National social conflict map – July 2011
(Defensoria del Pueblo del Peru 2011, 4). (Activo=active, latente=latent, socioambiental=socio-environmental)
While there are always specific localised motivators to conflict, it is undeniable that there are underlying pre-existing issues that contribute to these conflicts. The rise of extractive conflicts nationally is generally related to:
- wealth disparity
- the neo-liberal reforms that reduced taxes and royalties coupled with local municipal inability to effectively distribute mining related revenues(Arellano-Yanguas 2011, 619).
Mining in Peru over the last decade has typically occurred in remote regions that are typified by their extreme poverty and lack of services. Indeed, despite steady decreases in poverty levels in the coastal populations over the last decade, the rural Andean region’s poverty levels have increased, culminating in a shocking 69% in 2008 (Arellano-Yanguas 2010, 60).

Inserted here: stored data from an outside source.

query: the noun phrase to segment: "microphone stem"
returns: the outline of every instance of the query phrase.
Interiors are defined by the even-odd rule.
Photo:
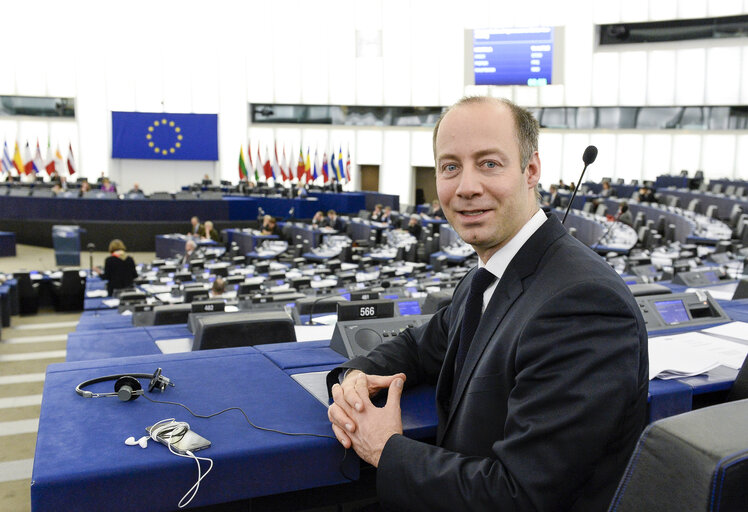
[[[582,169],[582,174],[579,175],[579,181],[577,182],[577,186],[574,187],[574,190],[571,193],[571,199],[569,199],[569,205],[566,207],[566,212],[564,213],[564,218],[561,220],[561,224],[566,222],[566,216],[569,215],[569,210],[571,210],[571,205],[574,202],[574,198],[577,197],[577,190],[579,190],[579,187],[582,186],[582,180],[584,179],[584,171],[587,170],[587,164],[584,164],[584,169]]]

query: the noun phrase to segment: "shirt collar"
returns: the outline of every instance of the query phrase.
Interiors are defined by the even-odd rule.
[[[485,268],[493,275],[495,275],[498,279],[501,279],[501,276],[504,275],[504,271],[506,271],[506,268],[509,266],[509,262],[512,261],[512,258],[514,258],[514,256],[519,252],[522,246],[525,245],[525,242],[530,239],[533,233],[535,233],[535,231],[537,231],[538,228],[540,228],[540,226],[542,226],[546,220],[547,217],[545,215],[545,212],[543,212],[542,209],[538,208],[538,211],[535,212],[535,215],[530,217],[530,220],[528,220],[527,223],[522,226],[522,229],[520,229],[504,247],[496,251],[494,255],[489,258],[488,262],[486,262],[485,265],[483,264],[481,259],[478,258],[478,267]]]

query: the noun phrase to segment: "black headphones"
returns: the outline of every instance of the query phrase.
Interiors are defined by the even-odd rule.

Further, these disparities between rural and urban poverty levels are the most severe in Peru, even when compared to its poorer Andean neighbours (Arellano-Yanguas 2010, 61).
Put simply, mining ventures often bring incredible wealth and services to areas that are marked by their lack of these resources. Consequentially, mining companies end up becoming quasi-governmental service providers, and issues arise when companies are not able to effectively take on their new-found role. Further, the companies direct injection of wealth into the communities surrounding it are finite: employment and contracting opportunities generated by mines are limited, and those whom are lucky enough to be recipients become an elevated class; leaving behind those that are not able (or wish) to participate (Environmentally and Socially Sustainable Development Department – Latin America and Caribbean Region 2006, 105–106). Indeed, Arellano-Yanguas argues that the desire of communities to enjoy a greater share of the economic or financial benefits of mining is a strong motivator of conflicts in Peru; where disruptive conflict is seen by communities as the only viable and effective bargaining tool (2010, 111).
The level and distribution of mining related governmental revenue is another feature of these conflicts. President Alberto Fujimoro undertook an aggressive neo-liberalisation project in the 1990s in order to attract foreign investment in the country’s ailing economy. As part of this project, mining taxes and royalties were reduced to be some of the lowest in the world, resulting in many communities voicing concerns (Vasquez 2011, 24). In response, the government undertook activities to increase the amount of mining revenue flowing back into affected communities through the Mining Canon (Canon Minero). However, local governments are often ill-equipped to effectively invest the funds in ways that adequately and sustainably addresses the array of social issues affecting remote communities, resulting in the problem persisting (Vasquez 2011, 24; Environmentally and Socially Sustainable Development Department – Latin America and Caribbean Region 2006, 109).
Arellano-Yanguas. 2011. “Aggravating the resource curse: Decentralisation, mining and conflict in Peru.” Journal of Development Studies 47 (4): 617-638. doi:10.1080/00220381003706478.
Arellano-Yanguas, Javier. 2010. Local politics, conflict, and development in Peruvian mining regions. PhD, England: University of Sussex.
Defensoria del Pueblo del Peru. 2011. Reporte de Conflictos Sociales. Peru: Defensoria del Pueblo del Peru, July.
Elizalde, Bernarda, Christina Sabater, and Melissa Whellams. 2009. Appendix 1: Narrative Reports – 1E Minera Yanacocha, Peru. In Community Relationships Review – Global Summary Report, Newmont, ed. Gare Smith and Daniel Feldman. Foley Hoag.
Environmentally and Socially Sustainable Development Department – Latin America and Caribbean Region. 2006. Republic of Peru – Wealth and Sustainability: The Environmentaland Social Dimensions of the Mining Sector in Peru. The World Bank.
Vasquez, Maria. 2011. The role of employee capacity building in reducing mining company-community conflicts in Peru. Masters, Vancouver: University of British Columbia.